Batu-batu tua itu seakan menyimpan ribuan kisah yang tak lekang oleh waktu, doa-doa yang pernah dilantunkan, air mata yang pernah jatuh, dan jejak-jejak sejarah yang terus hidup dalam ingatan. Lorong-lorong sempit masih lengang, hanya terdengar derap para jamaah yang berjalan cepat menuju satu tujuan, yaitu Al-Haram al-Sharif, kompleks suci yang dimuliakan.
Sebelum memasuki kawasan kota tua, seorang warga Palestina yang mendampingi kami berpesan pelan agar tidak mengenakan atribut Palestina. “Lebih aman,” katanya singkat. Nasihat itu bukan tanpa alasan. Di gerbang masuk menuju kompleks Masjid Al-Aqsa, pemeriksaan oleh tentara Israel (IDF) kerap berlangsung ketat. Di tempat ini, ibadah dan kewaspadaan berjalan beriringan.
Kami melintasi Bab al-Hitta, salah satu pintu menuju kompleks suci tersebut. Di hadapannya, berdiri megah Dome of the Rock dengan kubah emasnya yang temaram diterpa cahaya subuh. Meski langit masih gelap, bangunan itu tetap memancarkan keagungan yang sulit dilukiskan dengan kata-kata. Beberapa jamaah berwudhu di pelataran. Air dingin menyentuh kulit tanpa keluhan, seolah rasa dingin tak lagi berarti di hadapan panggilan iman.

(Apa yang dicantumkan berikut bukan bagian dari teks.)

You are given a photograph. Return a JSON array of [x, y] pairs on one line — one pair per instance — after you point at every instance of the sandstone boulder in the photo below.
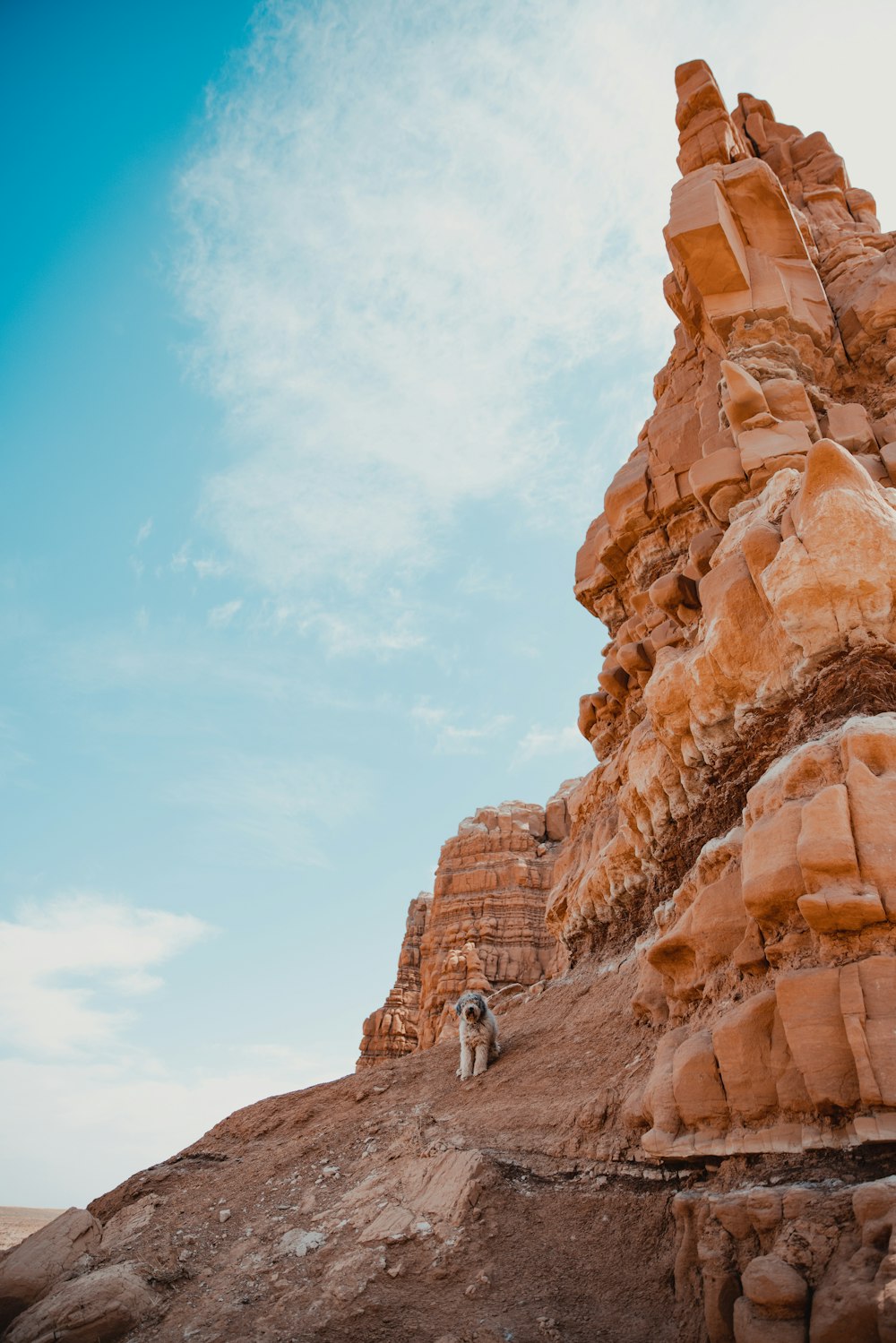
[[31, 1268]]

Jamaah laki-laki kemudian melangkah menuju Masjid Qibli, bangunan berkubah timah di sisi selatan kompleks. Di sanalah shalat utama didirikan, di tempat yang pernah menjadi kiblat pertama umat Islam.
Memasuki ruang dalam masjid, aroma karpet tua yang bersih bercampur samar dengan wangi minyak zaitun. Di salah satu sudut, tersedia roti ka’ak (roti wijen khas Yerusalem), serta teh panas beraroma mint yang kuat. Kepulan uapnya menjadi penawar dingin, sekaligus simbol keramahan yang tak pernah padam.

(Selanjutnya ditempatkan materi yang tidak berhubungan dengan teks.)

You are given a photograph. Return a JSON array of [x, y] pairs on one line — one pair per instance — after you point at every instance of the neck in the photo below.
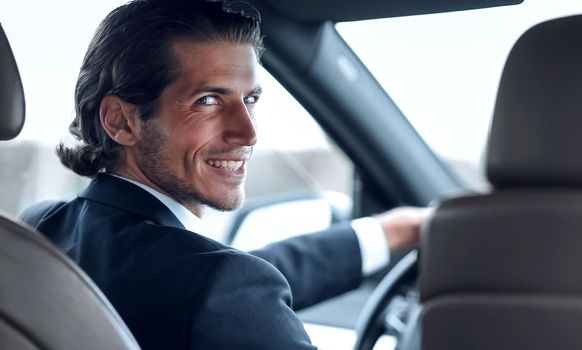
[[194, 207]]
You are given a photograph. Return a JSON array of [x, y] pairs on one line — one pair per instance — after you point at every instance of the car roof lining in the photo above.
[[349, 10]]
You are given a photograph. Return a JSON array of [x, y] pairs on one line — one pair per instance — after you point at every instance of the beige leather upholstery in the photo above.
[[502, 270], [46, 302]]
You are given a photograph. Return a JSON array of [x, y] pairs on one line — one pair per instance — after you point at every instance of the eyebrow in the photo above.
[[223, 91]]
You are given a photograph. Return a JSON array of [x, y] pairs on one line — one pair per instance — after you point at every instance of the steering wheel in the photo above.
[[392, 308]]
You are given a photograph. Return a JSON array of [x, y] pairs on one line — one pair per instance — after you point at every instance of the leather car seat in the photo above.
[[46, 301], [503, 270]]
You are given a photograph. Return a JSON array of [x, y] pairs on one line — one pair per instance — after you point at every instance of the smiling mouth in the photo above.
[[232, 165]]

Tak lama kemudian, takbir pertama berkumandang. Dalam sekejap, dunia di luar sana seakan menguap. Suara imam melantunkan ayat-ayat Al Quran dengan tartil yang tenang dan mendalam. Sesekali terdengar isak tangis tertahan dari barisan jamaah. Tangis yang lahir dari harap, rindu, dan keyakinan. Di tempat ini, doa terasa lebih berat, namun juga lebih khusyuk.
Usai salam, jamaah saling berjabat tangan dan bertukar senyum hangat. Beberapa duduk membentuk halakah kecil, melanjutkan dzikir dan tilawah. Lalu hidangan sederhana dibagikan untuk disantap bersama, menghadirkan keakraban yang tulus di tengah segala keterbatasan.
Perlahan, cahaya pagi menyingsing dari arah Bukit Zaitun (Mount of Olives). Sinar matahari menyentuh kubah emas dan batu-batu putih Yerusalem, memantulkan cahaya lembut yang menutup waktu subuh dengan keindahan yang nyaris sempurna.
Di Masjid Al-Aqsa, shalat Subuh bukan sekadar rutinitas. Ia menjadi simbol keteguhan iman dan solidaritas. Berdiri di tanah para nabi, di tempat Rasulullah SAW diyakini pernah mengimami para rasul dalam peristiwa Isra Miraj, membuat setiap gerakan terasa sarat makna. Di sana, di antara dingin yang menusuk dan cahaya yang perlahan merekah, iman terasa begitu dekat dan nyata.